English: Mug shot of Allen Stanford.

Image via Wikipedia

It takes some of these long trials to get going, but the Allen Stanford trial ramped up big this week. 

On Tuesday, Stanford, if he did not know it already, had really ticked off a woman in Antigua.  Marian Althea Crick said she remembers Allen Stanford as trying to use his charm to pursuade her to overlook regulations in the small island nation where she was a director of a regulatory agency that oversaw financial institutions like Stanford's bank he opened there in the 1990's.  Ms. Crick, who is now chairman of the Financial Services Regulatory Commission in Antigua, said she complained to Antiguan authorities when Stanford was also put on the board that regulated banks in Antigua....a clear conflict.  Her quote on the stand was, "It reminded me of a saying we have at home, it was a classic case of the rat being put in charge of the cheese." However, there was no clear violation that she could point to that incriminated Stanford...but the there is plenty of that to come in this trial.  You have to admit, once you clear out the regulators, it looks like you set the stage for some big things.

Crick resigned as a regulator in 2002 and was replaced by Leroy King.  King was accused of taking a part in hiding Stanford's alleged fraud as well as a few million dollars in payments from Stanford financial....along with a few Super Bowl tickets (tis the season).  King is still in Antigua fighting extradition to the U.S. to face charges.

Another witness for the government was Mark Collinsworth, who was a research analyst at Stanford Financial Group, Co. in the U.S.  Collinsworth painted a picture of Stanford as not being that engaged with the business and that he never received any direction from Stanford to falsify financial statements.  He also said that James Davis, former CFO at Stanford and is cooperating with government, had hired people who had no business working for a financial institution. Davis once hired one of his former farm hands as a commodities analyst and his preacher as an analyst for Middel Easter affairs.  What's the harm if the whole thing was a fraud.

And what is a good fraud if you can't have some fun in the midst of it.  Henry Amadio, a former accountant for Stanford in Houston, testified that he kept a secret report for Allen Stanford to track the flow of over $2 billion from the Antiguan bank to other entities controlled by Mr. Stanford.  Prosecutors believe that the promises Stanford made to depositors who thought they were investing in a safe investment, was nothing but a rouse to fund yachts, homes, jets or far flung enterprises that were risky.  Amadio worked directly for Mark Kuhrt at Stanford Financial.  Kuhrt was arrested and charged in the scandal in June 2009, the day after Allen Stanford was arrested.

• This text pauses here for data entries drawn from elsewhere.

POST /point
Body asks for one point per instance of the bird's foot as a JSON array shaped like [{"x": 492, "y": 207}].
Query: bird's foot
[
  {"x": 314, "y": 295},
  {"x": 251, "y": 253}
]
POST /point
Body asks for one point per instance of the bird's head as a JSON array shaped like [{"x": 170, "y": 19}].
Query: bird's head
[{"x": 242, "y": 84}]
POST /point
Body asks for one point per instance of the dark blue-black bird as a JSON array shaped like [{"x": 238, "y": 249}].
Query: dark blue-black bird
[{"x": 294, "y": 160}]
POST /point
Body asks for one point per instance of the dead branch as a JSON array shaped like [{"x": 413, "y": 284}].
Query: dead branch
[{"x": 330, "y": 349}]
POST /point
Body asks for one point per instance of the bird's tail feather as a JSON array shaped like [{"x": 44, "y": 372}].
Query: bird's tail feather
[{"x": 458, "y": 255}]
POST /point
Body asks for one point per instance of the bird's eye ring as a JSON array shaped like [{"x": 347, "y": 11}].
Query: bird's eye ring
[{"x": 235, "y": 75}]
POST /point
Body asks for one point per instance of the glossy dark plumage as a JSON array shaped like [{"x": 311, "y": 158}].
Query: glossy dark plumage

On Thursday, it was James Davis, Stanford's former roommate at Baylor, former friend and former CFO at Stanford Financial, who took the stand.  Davis said in his testimony that, "I was involved in faking the numbers, but he was the chief faker."  Sounds like a new business term.  Davis (63), who is a government witness after pleading guilty in 2009, has a lot riding on this testimony as he is hoping to get a prison sentence that will be short enough that he can live out some of it in the free world.  Davis had some admissions of his own as he talked about his 3-year affair with Stanford Financial's Chief Investment Officer, Laura Pendergest Holt.  He noted that Stanford approved of the affair by saying, "That's good; she'll be loyal." Holt is still planning on going to trial later this year, so I'm sure this story is going to be repeated again in a few months.

Davis said that he knew Stanford was a fraud back in 1991 (18 years prior to his arrest), so why did he stay, "I believed in Mr. Stanford - wrongfully so.... but I continued to stay there and lie with him," he told Assistant U.S. Attorney William Stellmach under questioning.